EDIT
青山骨董通りが終わりかけるあたり、一本入った静かな場所にこの建物はあった。1階にはコアなファンも多い、ARTS&SCIENCEが店を構えている。こだわりのあるショップが1Fにある。それだけでもその建物が少しかっこ良く見えるから面白い。ショップの脇にあるにぎやかな緑。以前訪れたときには、その先をあまり気にもしなかったが、よく見るとアーチ状になった緑の向こう側にこの建物のエントランスがあった。
エントランスを隠すように生い茂る自然体の緑。建物の白さとの相性もとてもよく、気持ちよくくぐり抜けることができる。コストをかけてかっこ良くキメているエントランスもいいが、このエリアにはこちらの方がしっくりくると感じる。

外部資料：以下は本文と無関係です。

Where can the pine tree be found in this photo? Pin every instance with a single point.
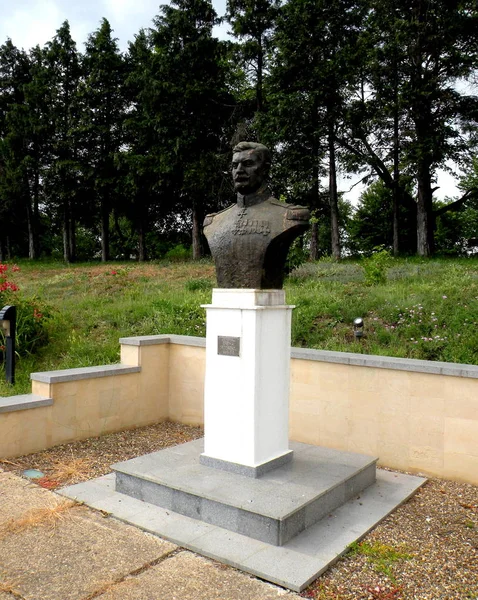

空間は、コンパクトにまとまり、風の抜けも良いすっきりとしたもの。裏手にあるお寺がある意味マイナス要素にもなるが、その代わりに抜け感と、緑を提供してくれる。室内の特徴はあまり強くないが、バルコニーに大きく開いた吐き出しの開口部から、差し込む日差しは気持ちいい。
水回りは生活もできる程のキッチンや、ユニットではない雰囲気あるシャワー等も完備され、とことん気が済むまで働く環境も整っていて申し分ない。この物件は、本来入居者が手を加えられない、全体の雰囲気やエントランスが魅力的に感じる。あとは、室内は自身で好きに演出することで、ついつい人に自慢したくなるあなたのオフィスが完成するだろう。
EDITOR’S EYE
空間や立地だけではなく、1階の利用者や、自然に作られたエントランスをメインに物件を紹介するのは稀である。でも、考えてみればそれはごくごく当たり前のことだということに気がつく。作り上げられたデザインだけではなく、経年による巡り合わせや、環境の変化も、その建物構成する大切な要素である。